Dix ans seulement séparent le quatuor à cordes de Claude Debussy de celui d’Albéric Magnard. Pourtant, leurs esthétiques sont si éloignées qu’on n’imagine pas les deux œuvres représenter la même époque et, encore moins, le même pays. Créé en 1893, le quatuor de Debussy relève à la fois de la synthèse nationale et de la proclamation d’indépendance. Tout aussi janusien, celui de Magnard (1902-1903) s’oriente clairement vers la référence germanique, récente (la postromantique Nuit transfigurée écrite par Arnold Schönberg quatre ans auparavant, en 1899) ou ancienne (citation de la 9e Symphonie de Beethoven), et tire sa force dramatique d’une lutte récurrente entre rigueur de l’expression et tentation de l’abandon.

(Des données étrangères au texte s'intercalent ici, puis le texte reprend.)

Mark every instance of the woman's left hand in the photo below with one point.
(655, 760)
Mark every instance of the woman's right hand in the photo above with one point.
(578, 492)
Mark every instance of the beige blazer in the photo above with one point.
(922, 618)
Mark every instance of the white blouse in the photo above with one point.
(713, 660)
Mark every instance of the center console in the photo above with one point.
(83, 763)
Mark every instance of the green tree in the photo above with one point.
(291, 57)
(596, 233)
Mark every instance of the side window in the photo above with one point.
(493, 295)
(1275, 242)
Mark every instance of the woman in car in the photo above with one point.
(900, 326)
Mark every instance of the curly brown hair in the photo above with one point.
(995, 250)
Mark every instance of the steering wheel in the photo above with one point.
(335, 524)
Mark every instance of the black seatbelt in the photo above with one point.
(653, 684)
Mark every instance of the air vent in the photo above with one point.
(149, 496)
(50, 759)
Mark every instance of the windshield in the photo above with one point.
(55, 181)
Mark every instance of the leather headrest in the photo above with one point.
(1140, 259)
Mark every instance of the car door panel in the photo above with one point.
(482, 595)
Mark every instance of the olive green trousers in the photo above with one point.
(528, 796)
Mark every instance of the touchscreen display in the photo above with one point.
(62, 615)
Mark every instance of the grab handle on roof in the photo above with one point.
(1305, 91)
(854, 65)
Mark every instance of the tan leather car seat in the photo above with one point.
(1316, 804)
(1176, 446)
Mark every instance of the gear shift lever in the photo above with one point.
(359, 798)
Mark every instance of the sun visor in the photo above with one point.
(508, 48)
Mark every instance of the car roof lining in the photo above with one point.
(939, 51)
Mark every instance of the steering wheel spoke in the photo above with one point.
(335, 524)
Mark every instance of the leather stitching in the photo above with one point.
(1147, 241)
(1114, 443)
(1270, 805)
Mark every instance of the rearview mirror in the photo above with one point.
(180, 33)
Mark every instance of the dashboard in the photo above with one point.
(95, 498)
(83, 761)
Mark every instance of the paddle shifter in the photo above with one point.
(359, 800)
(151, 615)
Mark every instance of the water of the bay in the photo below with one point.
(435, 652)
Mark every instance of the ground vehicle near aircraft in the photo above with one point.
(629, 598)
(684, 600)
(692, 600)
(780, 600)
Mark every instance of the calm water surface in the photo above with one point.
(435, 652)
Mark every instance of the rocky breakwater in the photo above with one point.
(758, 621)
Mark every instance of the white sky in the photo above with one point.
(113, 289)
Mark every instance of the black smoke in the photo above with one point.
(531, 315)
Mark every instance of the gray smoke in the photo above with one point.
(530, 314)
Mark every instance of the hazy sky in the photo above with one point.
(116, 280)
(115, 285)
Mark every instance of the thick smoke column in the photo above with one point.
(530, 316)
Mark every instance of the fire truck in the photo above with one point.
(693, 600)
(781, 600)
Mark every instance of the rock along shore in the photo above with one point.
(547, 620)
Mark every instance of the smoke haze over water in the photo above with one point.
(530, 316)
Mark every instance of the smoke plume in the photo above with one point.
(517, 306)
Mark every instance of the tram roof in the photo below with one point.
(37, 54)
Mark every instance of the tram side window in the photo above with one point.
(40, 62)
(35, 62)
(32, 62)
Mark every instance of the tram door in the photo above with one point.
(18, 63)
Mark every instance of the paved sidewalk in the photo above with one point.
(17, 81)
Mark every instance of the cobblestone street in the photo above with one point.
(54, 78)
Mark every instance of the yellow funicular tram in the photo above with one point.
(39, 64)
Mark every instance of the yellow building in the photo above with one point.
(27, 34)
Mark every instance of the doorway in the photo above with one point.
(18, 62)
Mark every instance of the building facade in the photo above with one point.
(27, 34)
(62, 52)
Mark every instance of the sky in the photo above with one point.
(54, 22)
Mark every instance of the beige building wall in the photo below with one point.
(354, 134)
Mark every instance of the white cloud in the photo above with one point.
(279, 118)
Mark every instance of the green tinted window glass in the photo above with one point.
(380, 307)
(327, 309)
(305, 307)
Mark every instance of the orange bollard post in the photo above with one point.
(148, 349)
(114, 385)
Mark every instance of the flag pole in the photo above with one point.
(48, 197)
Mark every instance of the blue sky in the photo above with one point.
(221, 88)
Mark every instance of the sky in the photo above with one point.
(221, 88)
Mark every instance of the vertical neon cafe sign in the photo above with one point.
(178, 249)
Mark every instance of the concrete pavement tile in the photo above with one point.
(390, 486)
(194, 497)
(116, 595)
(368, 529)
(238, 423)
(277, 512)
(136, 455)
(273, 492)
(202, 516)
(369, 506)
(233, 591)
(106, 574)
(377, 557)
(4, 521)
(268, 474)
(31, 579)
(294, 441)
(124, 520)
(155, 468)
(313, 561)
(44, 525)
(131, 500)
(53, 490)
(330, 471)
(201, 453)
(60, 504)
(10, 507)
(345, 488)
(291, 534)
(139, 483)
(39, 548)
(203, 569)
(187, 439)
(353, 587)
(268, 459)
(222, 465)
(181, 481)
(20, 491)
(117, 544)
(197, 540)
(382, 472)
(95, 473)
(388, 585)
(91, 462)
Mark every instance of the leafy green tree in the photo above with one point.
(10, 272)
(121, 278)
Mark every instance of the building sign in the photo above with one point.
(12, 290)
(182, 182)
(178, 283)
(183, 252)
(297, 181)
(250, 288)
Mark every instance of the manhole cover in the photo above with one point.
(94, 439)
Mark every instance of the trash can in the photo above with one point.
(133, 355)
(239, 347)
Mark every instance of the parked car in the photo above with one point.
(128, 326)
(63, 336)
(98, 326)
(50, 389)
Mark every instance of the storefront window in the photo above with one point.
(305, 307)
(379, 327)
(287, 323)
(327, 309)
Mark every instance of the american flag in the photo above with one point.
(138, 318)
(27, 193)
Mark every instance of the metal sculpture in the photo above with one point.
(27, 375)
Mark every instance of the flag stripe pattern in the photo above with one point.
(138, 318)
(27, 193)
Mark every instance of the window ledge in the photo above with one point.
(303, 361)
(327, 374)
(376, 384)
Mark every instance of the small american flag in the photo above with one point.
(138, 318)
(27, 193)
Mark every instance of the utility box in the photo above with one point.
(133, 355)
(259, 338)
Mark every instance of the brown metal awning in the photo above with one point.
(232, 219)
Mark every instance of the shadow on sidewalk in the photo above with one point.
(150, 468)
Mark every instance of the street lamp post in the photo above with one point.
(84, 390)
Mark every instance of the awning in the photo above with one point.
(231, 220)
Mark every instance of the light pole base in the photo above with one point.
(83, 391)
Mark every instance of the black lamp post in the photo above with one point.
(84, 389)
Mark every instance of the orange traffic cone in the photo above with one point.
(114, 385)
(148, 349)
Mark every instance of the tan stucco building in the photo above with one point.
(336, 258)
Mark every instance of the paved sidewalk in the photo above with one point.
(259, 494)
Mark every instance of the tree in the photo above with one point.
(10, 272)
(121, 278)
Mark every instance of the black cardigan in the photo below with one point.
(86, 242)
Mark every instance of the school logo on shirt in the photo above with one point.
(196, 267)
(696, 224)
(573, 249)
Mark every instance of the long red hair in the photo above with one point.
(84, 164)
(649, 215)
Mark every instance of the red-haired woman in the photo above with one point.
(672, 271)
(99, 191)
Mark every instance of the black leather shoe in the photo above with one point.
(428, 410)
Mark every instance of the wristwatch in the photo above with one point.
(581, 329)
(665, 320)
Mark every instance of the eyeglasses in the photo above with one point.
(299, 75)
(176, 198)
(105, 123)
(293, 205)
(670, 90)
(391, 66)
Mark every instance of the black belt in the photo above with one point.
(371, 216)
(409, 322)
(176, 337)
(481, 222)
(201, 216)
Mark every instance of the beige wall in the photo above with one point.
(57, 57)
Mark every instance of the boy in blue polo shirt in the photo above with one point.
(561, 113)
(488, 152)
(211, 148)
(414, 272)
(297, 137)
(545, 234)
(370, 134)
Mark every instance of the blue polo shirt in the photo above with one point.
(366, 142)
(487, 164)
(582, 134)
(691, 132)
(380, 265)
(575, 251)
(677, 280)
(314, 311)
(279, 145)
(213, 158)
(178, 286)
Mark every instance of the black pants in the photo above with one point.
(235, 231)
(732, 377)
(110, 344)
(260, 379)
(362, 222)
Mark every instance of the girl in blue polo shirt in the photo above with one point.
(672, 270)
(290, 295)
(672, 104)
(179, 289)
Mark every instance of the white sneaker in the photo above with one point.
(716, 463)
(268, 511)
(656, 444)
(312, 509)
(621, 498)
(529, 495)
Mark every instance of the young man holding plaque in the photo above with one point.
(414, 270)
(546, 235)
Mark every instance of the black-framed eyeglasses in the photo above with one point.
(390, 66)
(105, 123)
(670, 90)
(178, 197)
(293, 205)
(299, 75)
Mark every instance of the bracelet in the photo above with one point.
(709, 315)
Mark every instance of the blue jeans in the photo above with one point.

Souvent investi dans la création contemporaine, le quatuor Béla présente ces pages fiévreuses comme s’il s’agissait de « premières auditions ». Si la sensation de découverte peut se justifier dans le cas de la partition de Magnard (toutefois enregistrée en 2004 par les Ysaÿe pour le label Aeon), elle ne saurait se produire avec celle de Debussy, fleuron du répertoire. Tempi étourdissants, phrasés personnalisés, cohésion organique, tout invite cependant à parler d’une interprétation aussi neuve que fidèle. Donc idéalement debussyste.
Pierre Gervasoni
1 CD Le Palais des dégustateurs/UnaVoltaMusic.